La zapaterina alianza de civilizaciones se cobró este jueves 13 víctimas mortales en el paso de Sabzak, cerca de una de las bases españolas en Afganistán. Las 13, afortunadamente, de terroristas islámicos. Por esta vez los soldados españoles salieron indemnes de una escaramuza bélica que se prolongó durante toda la mañana. El paso de Sabzak no era, además, nuevo para nuestras tropas. El día anterior en ese mismo lugar un soldado resultó herido en la pierna tras otro encontronazo con elementos talibanes que, a lo que parece, campan a sus anchas por esa zona del país.
Estos son los hechos, bélicos, naturalmente, porque los soldados españoles destinados a las bases de Afganistán no están, tal y como cuenta la propaganda gubernamental, en una misión de paz, sino tratando infructuosamente de pacificar un país desgarrado por una guerra intestina que se recrudece según pasan los años. Hay, por lo tanto, un inmenso error de enfoque respecto a la naturaleza de la misión. El llamado "Grupo Táctico de Apoyo a las Elecciones" es una unidad militar profesional, armada y entrenada para la guerra, no una organización caritativa. Afganistán no es un país del tercer mundo cualquiera necesitado de la cooperación internacional: es un país en guerra donde operan sangrientas milicias islámicas cuyo objetivo primordial es hostigar a los ejércitos aliados para provocar su salida del país. Una vez lo hayan conseguido, se harán con Afganistán reviviendo el odioso régimen talibán derrocado por Estados Unidos en el otoño de 2001.
El problema es que el Gobierno no quiere verlo así. Prefiere recrearse en sus ensoñaciones pacifistas mientras nos coloca de matute un Afganistán pobre pero honrado que sólo existe en su imaginación, y unas tropas perfectamente pertrechadas para la guerra pero dedicadas a proporcionar comida, agua y medicinas a aldeas perdidas de las montañas afganas. Lo cierto es que, dada la peligrosidad del entorno, nuestras tropas viven acuarteladas la mayor parte del tiempo. Y esto no es capricho de los comandantes de puesto, sino una decisión deliberada del Gobierno para no tener que asistir a funerales castrenses que minen su popularidad y empañen la inmaculada imagen de amante de la paz que Zapatero cultiva con esmero.

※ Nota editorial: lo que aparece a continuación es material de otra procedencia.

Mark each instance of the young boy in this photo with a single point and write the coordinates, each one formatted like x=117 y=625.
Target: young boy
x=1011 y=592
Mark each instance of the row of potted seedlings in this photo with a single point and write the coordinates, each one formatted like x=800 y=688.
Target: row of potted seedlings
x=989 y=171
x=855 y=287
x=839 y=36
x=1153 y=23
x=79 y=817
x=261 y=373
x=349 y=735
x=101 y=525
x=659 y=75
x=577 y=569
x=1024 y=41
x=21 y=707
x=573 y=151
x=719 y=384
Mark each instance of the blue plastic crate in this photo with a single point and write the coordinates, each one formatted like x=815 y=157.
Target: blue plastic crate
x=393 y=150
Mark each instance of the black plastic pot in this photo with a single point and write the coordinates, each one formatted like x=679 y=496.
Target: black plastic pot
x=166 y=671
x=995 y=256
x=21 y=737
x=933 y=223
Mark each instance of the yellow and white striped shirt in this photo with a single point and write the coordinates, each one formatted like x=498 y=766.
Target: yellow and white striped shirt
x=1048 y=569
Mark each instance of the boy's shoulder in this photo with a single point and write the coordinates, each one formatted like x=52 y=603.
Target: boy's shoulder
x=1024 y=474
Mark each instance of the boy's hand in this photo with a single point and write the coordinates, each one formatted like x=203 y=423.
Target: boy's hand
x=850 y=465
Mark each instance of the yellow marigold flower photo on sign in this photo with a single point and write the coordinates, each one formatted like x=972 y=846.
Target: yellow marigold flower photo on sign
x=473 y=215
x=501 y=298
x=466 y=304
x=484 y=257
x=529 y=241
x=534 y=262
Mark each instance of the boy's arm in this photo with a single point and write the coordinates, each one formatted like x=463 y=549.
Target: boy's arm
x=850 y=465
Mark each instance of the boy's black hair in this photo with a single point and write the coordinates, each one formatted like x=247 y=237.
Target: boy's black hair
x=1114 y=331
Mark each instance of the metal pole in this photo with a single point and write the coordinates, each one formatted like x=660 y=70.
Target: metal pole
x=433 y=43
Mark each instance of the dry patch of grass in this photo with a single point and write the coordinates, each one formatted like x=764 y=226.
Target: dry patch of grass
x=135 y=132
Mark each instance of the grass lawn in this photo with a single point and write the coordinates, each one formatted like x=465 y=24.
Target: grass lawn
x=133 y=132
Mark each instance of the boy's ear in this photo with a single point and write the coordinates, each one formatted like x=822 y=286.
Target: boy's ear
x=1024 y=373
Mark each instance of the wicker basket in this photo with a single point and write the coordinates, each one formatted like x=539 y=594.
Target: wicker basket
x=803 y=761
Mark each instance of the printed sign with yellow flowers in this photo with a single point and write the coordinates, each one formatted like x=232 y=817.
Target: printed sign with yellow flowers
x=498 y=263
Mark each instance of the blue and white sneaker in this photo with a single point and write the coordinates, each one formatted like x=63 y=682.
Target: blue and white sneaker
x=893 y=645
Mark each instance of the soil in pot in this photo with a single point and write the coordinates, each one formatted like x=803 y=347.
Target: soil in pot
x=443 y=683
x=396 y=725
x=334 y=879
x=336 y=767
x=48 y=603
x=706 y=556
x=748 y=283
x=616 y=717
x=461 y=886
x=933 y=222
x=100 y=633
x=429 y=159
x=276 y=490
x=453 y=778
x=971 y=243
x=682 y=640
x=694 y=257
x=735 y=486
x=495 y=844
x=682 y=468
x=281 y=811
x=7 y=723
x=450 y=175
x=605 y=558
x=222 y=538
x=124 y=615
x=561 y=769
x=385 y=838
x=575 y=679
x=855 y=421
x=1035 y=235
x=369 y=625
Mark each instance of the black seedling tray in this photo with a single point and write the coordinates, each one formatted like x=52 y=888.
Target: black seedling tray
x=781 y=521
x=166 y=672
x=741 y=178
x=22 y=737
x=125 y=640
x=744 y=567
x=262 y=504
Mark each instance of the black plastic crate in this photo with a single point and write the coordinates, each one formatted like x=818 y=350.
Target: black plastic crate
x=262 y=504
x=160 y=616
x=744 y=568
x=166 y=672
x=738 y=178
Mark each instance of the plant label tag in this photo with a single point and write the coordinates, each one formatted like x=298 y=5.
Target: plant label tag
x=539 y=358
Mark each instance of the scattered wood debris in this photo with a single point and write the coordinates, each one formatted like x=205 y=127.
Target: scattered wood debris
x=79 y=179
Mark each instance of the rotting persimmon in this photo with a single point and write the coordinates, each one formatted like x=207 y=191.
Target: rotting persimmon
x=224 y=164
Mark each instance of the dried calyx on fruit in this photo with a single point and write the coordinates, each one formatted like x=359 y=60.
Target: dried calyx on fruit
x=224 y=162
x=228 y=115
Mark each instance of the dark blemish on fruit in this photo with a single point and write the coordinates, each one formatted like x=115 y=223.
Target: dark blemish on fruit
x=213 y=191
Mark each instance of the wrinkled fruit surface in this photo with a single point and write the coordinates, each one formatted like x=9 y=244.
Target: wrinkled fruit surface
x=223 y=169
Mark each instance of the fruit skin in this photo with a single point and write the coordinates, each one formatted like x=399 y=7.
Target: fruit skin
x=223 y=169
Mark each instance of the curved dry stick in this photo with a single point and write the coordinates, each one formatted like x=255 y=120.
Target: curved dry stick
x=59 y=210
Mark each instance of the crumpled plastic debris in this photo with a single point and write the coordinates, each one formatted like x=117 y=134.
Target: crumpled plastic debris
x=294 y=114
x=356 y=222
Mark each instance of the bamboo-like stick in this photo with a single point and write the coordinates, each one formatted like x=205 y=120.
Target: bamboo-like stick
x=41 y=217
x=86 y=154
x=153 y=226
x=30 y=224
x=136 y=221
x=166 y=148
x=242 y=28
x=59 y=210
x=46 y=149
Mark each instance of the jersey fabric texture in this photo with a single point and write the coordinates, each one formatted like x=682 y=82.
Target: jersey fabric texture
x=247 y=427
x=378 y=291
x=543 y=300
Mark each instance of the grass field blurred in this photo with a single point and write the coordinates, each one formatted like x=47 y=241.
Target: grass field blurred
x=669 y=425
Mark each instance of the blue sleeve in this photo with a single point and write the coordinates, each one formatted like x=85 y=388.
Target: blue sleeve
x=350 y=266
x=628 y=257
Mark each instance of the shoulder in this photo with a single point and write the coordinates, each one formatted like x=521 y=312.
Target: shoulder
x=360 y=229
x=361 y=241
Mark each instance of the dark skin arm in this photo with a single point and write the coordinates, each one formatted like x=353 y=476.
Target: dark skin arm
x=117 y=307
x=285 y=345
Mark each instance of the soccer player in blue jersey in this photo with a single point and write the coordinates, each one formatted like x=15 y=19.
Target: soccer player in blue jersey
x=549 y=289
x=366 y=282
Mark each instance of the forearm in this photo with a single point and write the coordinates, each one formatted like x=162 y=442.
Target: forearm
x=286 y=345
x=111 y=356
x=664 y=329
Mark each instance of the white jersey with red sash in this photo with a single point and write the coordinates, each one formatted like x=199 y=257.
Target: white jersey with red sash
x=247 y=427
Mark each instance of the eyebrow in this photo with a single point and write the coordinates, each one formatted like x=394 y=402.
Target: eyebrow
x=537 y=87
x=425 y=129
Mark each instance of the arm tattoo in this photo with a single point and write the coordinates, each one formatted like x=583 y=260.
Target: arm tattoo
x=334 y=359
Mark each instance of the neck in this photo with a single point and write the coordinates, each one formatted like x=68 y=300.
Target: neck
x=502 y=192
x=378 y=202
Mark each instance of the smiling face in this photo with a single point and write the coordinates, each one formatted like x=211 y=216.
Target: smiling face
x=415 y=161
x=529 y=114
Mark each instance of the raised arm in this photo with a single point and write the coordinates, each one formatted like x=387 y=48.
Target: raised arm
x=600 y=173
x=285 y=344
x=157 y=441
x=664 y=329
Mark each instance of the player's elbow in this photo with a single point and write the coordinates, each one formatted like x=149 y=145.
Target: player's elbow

Afganistán, sin embargo, no es lugar para ir de pacifista. La errática estrategia afgana de la alianza liderada por Estados Unidos ha llevado a una situación en la que las tropas de ocupación se encuentran sitiadas en sus cuarteles. Los aliados controlan la capital y algunas ciudades de cierta importancia, el resto del país está en manos de guerrillas islámicas interrelacionadas entre sí y muy bien financiadas por el tráfico de opio, que vive días de gloria en un país atrasado, hambriento y devastado por tres décadas de guerra constante. Ni Washington ni ninguno de los que le acompañan en la aventura afgana quiere arriesgar demasiado en un conflicto que ha terminado por enquistarse pero que, en aras de su propia seguridad, Occidente no puede permitirse perder. El papel de Zapatero en esta tragedia es de simple corifeo agradecido que trata, por un lado, de hacer méritos de cara al protagonista y, por otro, de que estos méritos pasen lo más desapercibidos posible de puertas adentro. Pero la guerra es extremadamente ruidosa, por eso Afganistán se ha convertido en un incómodo fantasma del que nadie quiere hablar pero que, a pesar de todo, sigue ahí.